EUR/GBP Exchange Rate Rises as EU Concerns over Italy’s Budget End
The Euro Pound (EUR/GBP) exchange rate is up today and trading within the region of £0.9006.
The Euro (EUR) strengthened over the weekend as the Italian parliament approved the country’s budget compromise with the European Union – effectively ending several months of strain between the EU and Rome.
The Vice-President of the European Commission, Valdis Dombrovskis, commented that this provided the basis for ‘balanced budgetary and economic politics in Italy’, however Dombrovskis warned that Italy ‘urgently needs to restore confidence in its economy to ease financial conditions and support investment.’
Pound (GBP) investors, meanwhile, were uninspired by Theresa May’s New Year’s Day speech yesterday in which she rallied for the UK to begin a ‘new chapter’, and urged MPs to back her withdrawal agreement, saying that if ‘Parliament backs a deal’ then ‘Britain can turn a corner’.
The Pound (GBP) has also been affected by rising concerns over May’s Brexit deal being rejected by Parliament, with debates set to begin again on 9 January.
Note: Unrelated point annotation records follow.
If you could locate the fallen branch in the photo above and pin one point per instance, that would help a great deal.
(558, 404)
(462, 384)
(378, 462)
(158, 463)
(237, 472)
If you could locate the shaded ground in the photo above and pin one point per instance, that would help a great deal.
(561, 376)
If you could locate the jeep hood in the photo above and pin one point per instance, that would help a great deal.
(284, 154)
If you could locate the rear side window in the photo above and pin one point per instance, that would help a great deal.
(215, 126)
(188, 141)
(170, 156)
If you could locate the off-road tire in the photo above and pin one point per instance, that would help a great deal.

This will also be followed by a vote on the UK-EU withdrawal deal in mid-January.
Euro to Pound (EUR/GBP) Exchange Rate Increases Despite Manufacturing Slowdown in Germany
Today saw the release of Germany’s Markit Manufacturing Figures which fell at the fastest rate in 4 years to 51.5 against November’s 51.8 and drawing closer to contraction.
Phil Smith, the Principal Economist at IHS Markit, commented:
‘The darkening global economic picture has had ramifications for Germany’s outwardly focused manufacturing sector over the course of 2018, while the sequence of headwinds in the car industry in the latter stages of the year has been a further restricting factor.’
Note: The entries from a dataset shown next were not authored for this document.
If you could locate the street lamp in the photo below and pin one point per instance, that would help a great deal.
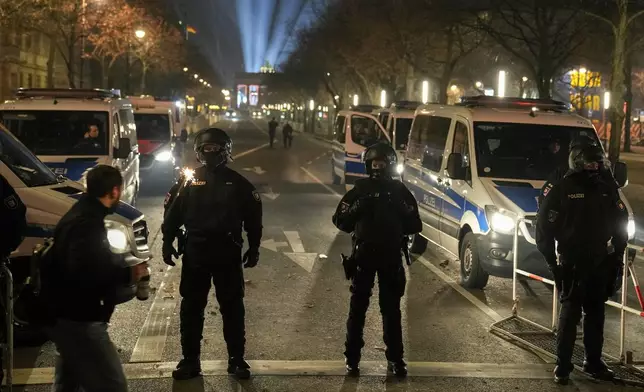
(501, 84)
(425, 92)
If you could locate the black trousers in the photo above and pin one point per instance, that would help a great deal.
(226, 274)
(391, 284)
(586, 292)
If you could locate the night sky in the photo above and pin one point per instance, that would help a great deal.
(240, 35)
Euro (EUR) exchange rates were generally left unmoved by today’s release of the Eurozone’s Markit Manufacturing PMI figures for December, which confirmed a figure of 51.4 against last month’s 51.8.
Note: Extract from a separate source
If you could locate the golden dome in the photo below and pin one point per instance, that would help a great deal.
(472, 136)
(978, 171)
EUR investors were moderately uplifted by French President Emmanuel Macron, however, as the President hit back at ‘yellow vests’ protestors in his New Year’s speech, commenting that ‘order’ would be maintained throughout France and that the country’s ‘future depends on our capacity to love each other and to love our nation.’
GBP/EUR Exchange Rate Drops as Renewed Political Divisions Dampens Confidence in Sterling
Pound (GBP) exchange rates, meanwhile, were hit by fresh criticism of Theresa May’s Brexit deal, with conservative MP, Sir Bill Cash, stating that he had made his New Year’s resolution ‘not to vote for the PM’s Withdrawal Agreement this January’.
Returning political pressures have also weakened the Pound, with the Labour leader Jeremy Cobyn coming under increasing strain after a poll showed that 72% of Labour loyalists are for a second-referendum. Corbyn has previously asserted that Brexit must go ahead.
Professor Tim Bale of Queen Mary University, who led the survey, commented:
‘Our survey of Labour’s grassroots clearly shows that Corbyn’s apparent willingness to see the UK leave the EU – a stance he has recently reiterated – is seriously at odds with what the overwhelming majority of Labour’s members want, and it doesn’t reflect the views of most Labour voters either.’
The Pound failed to benefit from today’s publication of the UK Markit Manufacturing PMI figures for December, despite a better-than-expected increase to 54.2 against last month’s 53.6.
EUR/GBP Exchange Rate Could Keep Climbing as Brexit Returns to the Spotlight
The EUR/GBP exchange rate is likely to be driven by political rather than economic forces in the coming weeks, with Brexit debates flaring up after the holiday period and Theresa May rallying to bolster Parliament’s support for her Brexit deal.
Tomorrow will see the release of the UK Construction PMI figure for December, which is predicted to decrease to 52.9 against last month’s 53.45, which will likely strengthen the EUR/GBP exchange rate.
EUR investors, meanwhile, will be looking forward to Friday’s release of Germany’s unemployment figures, with any signs of a decrease benefiting the single currency.
However, concerns over France’s continuing ‘yellow vests’ protests is dampening sentiment in the Euro, with worries that the protests will continue to pressurise the French government, perhaps in retaliation to Macron’s recent comments.